First up we have Natalie with her favorite Monkey Bread recipe. Natalie notes that the original recipe called for raisins but, “No raisins are in my recipe because that is poison.” Fair enough Natalie, we’ll keep them out.
Natalie’s Christmas Morning Monkey Bread
- Granulated sugar – 1/2 cup
- Cinnamon – 1 teaspoon
- 2 cans large size biscuit dough
- Brown sugar – 1 cup firmly packed
- Butter – 3/4 cup melted
- Preheat oven to 350 degrees. Lightly grease 12 cup large fluted tube pan.
- Mix sugar and cinnamon in a large plastic food storage bag.
- Separate dough into 16 biscuits, cut each into quarters. Shake in sugar bag to coat. Arrange in the pan.
- In a small bowl mix brown sugar and butter. Pour over the biscuit pieces.
- Bake 30 to 35 minutes until golden brown. Cool in pan for 10 minutes. Turn upside down on to serving plate, pull apart to serve. Serve warm.
Next up we have Nancy, who loves to make candy this time of year. Nancy is sharing her Buckeyes recipe with us, which are a local favorite. She insists that hers are the best around, and it’s all in the chocolate. Let’s find out her secret!
Nancy’s Best Buckeyes
- Butter – 1/4 pound
- Peanut butter – 1 1/2 cups
- Powdered sugar – 1/2 pound
- Vanilla – 1 teaspoon
- Semi-sweet or bitter chocolate – 8 oz
Nancy would like to note that because there are so few ingredients, it is really important to make sure that they are the very best quality. Nancy suggests natural peanut butter (just roasted peanuts and salt), very good butter (no margarine), and the best vanilla. It’s also important to pick the finest chocolate you can find according to your taste, (Nancy likes to use 70% dark).

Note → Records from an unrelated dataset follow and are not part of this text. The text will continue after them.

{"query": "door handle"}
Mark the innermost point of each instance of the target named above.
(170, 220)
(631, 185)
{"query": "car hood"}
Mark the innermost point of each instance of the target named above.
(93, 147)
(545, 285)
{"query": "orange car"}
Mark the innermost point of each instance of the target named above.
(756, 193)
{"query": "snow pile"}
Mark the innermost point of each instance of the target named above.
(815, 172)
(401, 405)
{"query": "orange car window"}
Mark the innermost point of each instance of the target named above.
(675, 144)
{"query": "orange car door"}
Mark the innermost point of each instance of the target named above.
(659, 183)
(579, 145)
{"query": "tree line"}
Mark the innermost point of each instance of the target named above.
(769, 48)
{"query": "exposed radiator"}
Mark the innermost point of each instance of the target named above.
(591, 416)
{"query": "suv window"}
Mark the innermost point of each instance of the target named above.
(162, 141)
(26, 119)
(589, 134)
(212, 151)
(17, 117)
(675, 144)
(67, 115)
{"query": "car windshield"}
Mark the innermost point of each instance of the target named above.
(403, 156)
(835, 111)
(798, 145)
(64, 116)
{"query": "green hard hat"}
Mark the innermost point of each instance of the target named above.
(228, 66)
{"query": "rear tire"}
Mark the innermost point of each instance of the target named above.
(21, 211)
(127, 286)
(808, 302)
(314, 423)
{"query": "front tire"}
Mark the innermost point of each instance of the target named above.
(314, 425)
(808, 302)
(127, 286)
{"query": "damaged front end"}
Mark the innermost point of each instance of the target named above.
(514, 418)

- Mix the butter, peanut butter, and powdered sugar. Chill after mixing, then shape into balls about 3/4″ in diameter. Chill again while you melt the chocolate.
- In a double boiler over hot (not boiling) water, melt the chocolate.

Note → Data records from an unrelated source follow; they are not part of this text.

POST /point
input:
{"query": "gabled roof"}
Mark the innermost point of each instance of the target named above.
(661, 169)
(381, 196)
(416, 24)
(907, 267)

- Impale the centers of the peanut butter balls on a toothpick and dip into the chocolate, leaving a penny sized circle uncovered at the top.
- Transfer these to a parchment covered sheet and when you are done dipping smooth over the tooth pick holes.

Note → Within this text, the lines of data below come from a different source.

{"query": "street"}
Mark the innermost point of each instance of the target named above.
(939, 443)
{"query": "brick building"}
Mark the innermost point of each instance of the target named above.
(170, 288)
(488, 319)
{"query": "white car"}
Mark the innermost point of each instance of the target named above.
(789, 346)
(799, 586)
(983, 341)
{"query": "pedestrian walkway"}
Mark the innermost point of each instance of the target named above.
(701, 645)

- Chill until firm and store in an air-tight container in a single layer.
Finally we have a family recipe from our owners, Wave and Perri. This recipe has been served at every McFarland Family Thanksgiving and Christmas dinner since 1977. It belonged to Perri’s mother, Carolyn Gaertner Patberg.
McFarland Family Christmas Cranberry Salad
- Raspberry jello mix – 2 packs
- Hot water – 1 cup
- Cold water – 1 cup
- Whole berried cranberries – 1 can
- Sour cream – 8oz can
- Dissolve both jello mixes in hot water. Add cold water. Add cranberries.
- Place in refrigerator and when the jello is just beginning to solidify, add sour cream.
- Place entire mixture into jello mold pan or serving dish of your choice. Refridgerate until firm.
Happy Holiday wishes from our family to yours!